ベビーカーや車椅子、松葉づえの方は、ぜひ参考にしてみてくださいね。
Google マップを開く
Googleなどの検索エンジンで「Google マップ」と検索して表示されるトップのページをクリックすると、以下のような画面になります。
目的地を設定する
上の画面で、左上隅にある「青地に白色矢印」のアイコン(↓)をクリックします。
すると、移動手段のアイコン(自動車、電車、徒歩など)とともに、出発地と目的地を入力するフィールドが現れます。
ここで、「公共交通機関」を表す電車のアイコンを選択するとともに、出発地と目的地を入力すると、こんな画面になります(一例として、出発地を「新宿駅」、目的地を「新橋駅」にしました)。
地図上に経路が示されるとともに、候補となる経路が左側にいくつかリストアップされています。
オプションを設定する
ここで注目したいのは、経路リストの上にある「オプションを表示」です。この「オプションを表示」をクリックすると、「ルートのオプション」として、移動手段やルート設定条件の選択フィールドが現れます。

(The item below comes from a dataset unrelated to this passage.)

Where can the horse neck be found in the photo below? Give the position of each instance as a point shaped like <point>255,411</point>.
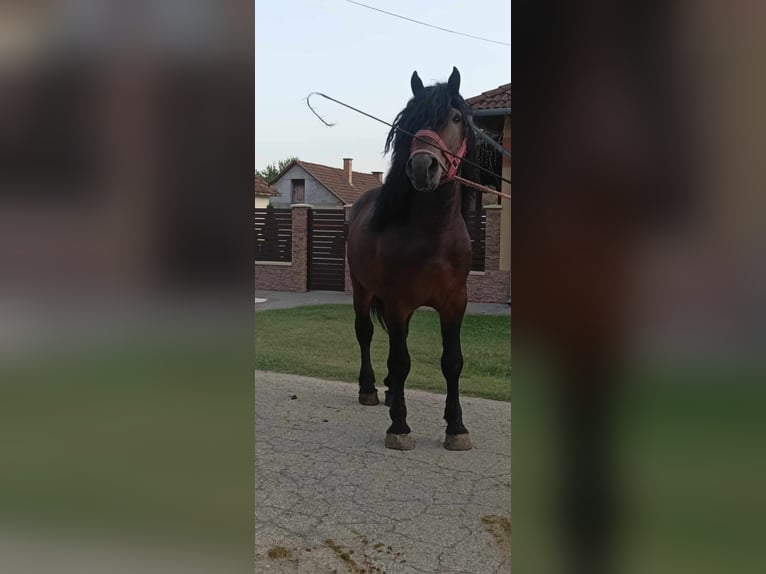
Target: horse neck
<point>437,208</point>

デフォルトでは、移動手段は未選択であり、ルートは「最適ルート」になっています。
ここで、ルートを「車椅子対応」にしてみます(移動手段は、必要に応じて選択してください)。すると、面白いことが起こります(↓)。
マップでは、「最適ルート」の場合と異なるルートが強調表示されるとともに、左側の経路リストも変更になったことが分かります。つまり、最初の「最適ルート」は、車椅子やベビーカーの移動に適していなかったわけです。
※ 「最適ルート」が車椅子などの移動にも適している場合は、当然のことながら、特に変化はありません。
あとは、「経路リスト」の中から、いずれかのルートを選択すれば、スマホ版であれば道案内(ルートガイド/ナビゲーション)が開始となります。
利用上の注意点
好きなルートを選択すると、以下のような注意事項が表示されます。
ご注意ください - 車椅子対応ルートは実際の状況を反映していない場合があります。
つまり、「車椅子対応」のルートとは言え、このルートであれば確実にバリアフリーで目的地に到達できる、ということを保証しているわけではないのです。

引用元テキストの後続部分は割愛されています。